Klustron supports managing spatial data using the PostGIS plugin, and all PostGIS features are available in Klustron. Users must use Klustron's built-in PostGIS plugin, which is developed by the Klustron team based on PostGIS-3.3.4 and is called Klustron-PostGIS. The Klustron-PostGIS plugin exchanges GIS data with storage nodes (Klustron-storage) in the format required by the storage nodes. Klustron can use the RTREE index of storage nodes to index GIS data, thus achieving better spatial data query performance. Especially since Klustron clusters can use hardware resources from multiple servers, this is very necessary for GIS data management because each GIS data is relatively large (at least tens of bytes, usually hundreds of bytes to tens of KB, or even larger), occupying significant storage space, and spatial calculations consume substantial resources, easily exhausting the hardware resources of a single server. Therefore, using centralized databases to manage GIS data inherently lacks scalability and cannot meet the needs of large-scale spatial data management scenarios. A Klustron cluster with Klustron-PostGIS mounted becomes a distributed PostGIS spatial database cluster with unlimited spatial data storage and computing capabilities.

This document demonstrates the functionality and usage of Klustron-PostGIS. In fact, the usage of Klustron-PostGIS is exactly the same as mounting PostGIS in PostgreSQL.

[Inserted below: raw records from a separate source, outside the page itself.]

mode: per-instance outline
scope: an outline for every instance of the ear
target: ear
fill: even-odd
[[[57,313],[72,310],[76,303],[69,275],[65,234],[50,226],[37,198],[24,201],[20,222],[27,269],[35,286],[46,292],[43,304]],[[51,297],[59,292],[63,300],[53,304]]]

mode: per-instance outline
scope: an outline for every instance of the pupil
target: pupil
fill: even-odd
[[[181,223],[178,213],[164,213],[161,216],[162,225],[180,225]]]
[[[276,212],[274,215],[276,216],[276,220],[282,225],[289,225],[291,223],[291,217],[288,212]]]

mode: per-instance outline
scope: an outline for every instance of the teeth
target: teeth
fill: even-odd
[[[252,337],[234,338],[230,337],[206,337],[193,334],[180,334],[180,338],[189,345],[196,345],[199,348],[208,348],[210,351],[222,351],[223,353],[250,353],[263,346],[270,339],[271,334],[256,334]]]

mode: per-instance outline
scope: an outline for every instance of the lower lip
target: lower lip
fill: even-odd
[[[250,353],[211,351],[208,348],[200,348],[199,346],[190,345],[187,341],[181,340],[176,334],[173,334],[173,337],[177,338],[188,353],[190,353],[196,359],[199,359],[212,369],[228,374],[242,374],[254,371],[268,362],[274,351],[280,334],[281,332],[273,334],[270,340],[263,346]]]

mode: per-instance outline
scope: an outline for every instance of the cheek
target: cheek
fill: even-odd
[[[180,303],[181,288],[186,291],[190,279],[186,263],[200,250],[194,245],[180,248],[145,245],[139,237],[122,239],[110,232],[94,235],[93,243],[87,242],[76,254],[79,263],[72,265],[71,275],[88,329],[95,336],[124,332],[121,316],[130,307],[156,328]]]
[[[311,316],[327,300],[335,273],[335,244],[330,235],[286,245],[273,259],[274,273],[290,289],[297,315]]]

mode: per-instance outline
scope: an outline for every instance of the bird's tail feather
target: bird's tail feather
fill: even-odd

gis_test=# create extension postgis; -- Mount Klustron-PostGIS plugin
CREATE EXTENSION
gis_test=# create table village(id serial primary key, facility varchar(64) not null, coord geometry); -- geometry is the base type for all geometric objects; specific geometric types can also be used as needed, see PostGIS documentation.
CREATE TABLE
gis_test=# insert into village(facility, coord) values('school', st_geomfromtext('polygon((1 1, 3 1, 3 3, 1 3, 1 1))'));
INSERT 0 1
gis_test=# insert into village(facility, coord) values('market', st_geomfromtext('polygon((-1 -1, -3 -1, -3 -3, -1 -3, -1 -1))'));
INSERT 0 1
gis_test=# insert into village(facility, coord) values('post office', st_geomfromtext('polygon((-0.2 -0.2, 0.2 -0.2, 0.2 0.2, -0.2 0.2, -0.2 -0.2))'));
INSERT 0 1
gis_test=# insert into village(facility, coord) values('hospital', st_geomfromtext('polygon((1 -1, 3 -1, 3 -3, 1 -3, 1 -1))'));
INSERT 0 1
gis_test=# insert into village(facility, coord) values('warehouses', st_geomfromtext('polygon((-1 1, -5 1, -5 6, -1 6, -1 1))'));
INSERT 0 1
gis_test=# insert into village(facility, coord) values('unknown place', NULL);
INSERT 0 1
gis_test=# insert into village(facility, coord) values('available area', st_geomfromtext('polygon empty'));
INSERT 0 1

Let's look at the data retrieved from the village table. The GIS data is stored in binary encoding, and readers don't need to try to understand these binary GIS data. If users want to output GIS text data, they can use the ST_ASTEXT() function, for example: select id, facility, st_astext(coord) from village.

gis_test=# select*from village;
 id |    facility    |                                                                                           coord                                                                                        
     
----+----------------+---------------------------------------------------------------------------------------------------------------------------------------------------------------------------------------
-----
  1 | school         | 01030000000100000005000000000000000000F03F000000000000F03F0000000000000840000000000000F03F00000000000008400000000000000840000000000000F03F0000000000000840000000000000F03F000000000000
F03F
  2 | market         | 01030000000100000005000000000000000000F0BF000000000000F0BF00000000000008C0000000000000F0BF00000000000008C000000000000008C0000000000000F0BF00000000000008C0000000000000F0BF000000000000
F0BF
  3 | post office    | 010300000001000000050000009A9999999999C9BF9A9999999999C9BF9A9999999999C93F9A9999999999C9BF9A9999999999C93F9A9999999999C93F9A9999999999C9BF9A9999999999C93F9A9999999999C9BF9A9999999999
C9BF
  4 | hospital       | 01030000000100000005000000000000000000F03F000000000000F0BF0000000000000840000000000000F0BF000000000000084000000000000008C0000000000000F03F00000000000008C0000000000000F03F000000000000
F0BF
  5 | warehouses     | 01030000000100000005000000000000000000F0BF000000000000F03F00000000000014C0000000000000F03F00000000000014C00000000000001840000000000000F0BF0000000000001840000000000000F0BF000000000000
F03F
  6 | unknown place  | 
  7 | available area | 010300000000000000
(7 rows)

The following query finds geometric shapes that contain the point with coordinates (0,0). According to the data above, the query result is correct. Using the EXPLAIN statement to view the query plan, we can see that the ST_CONTAINS containment relationship is pushed down to the storage node and executed using MBRCONTAINS. This query can use the spatial index of the coord column on the storage node, if it exists. At this point, we haven't created a spatial index on the coord column. Querying for special value NULL and checking for emptiness can also be pushed down to storage nodes for execution. Note that NULL and empty spatial data are different, similar to how NULL and empty string '' are different for character type columns.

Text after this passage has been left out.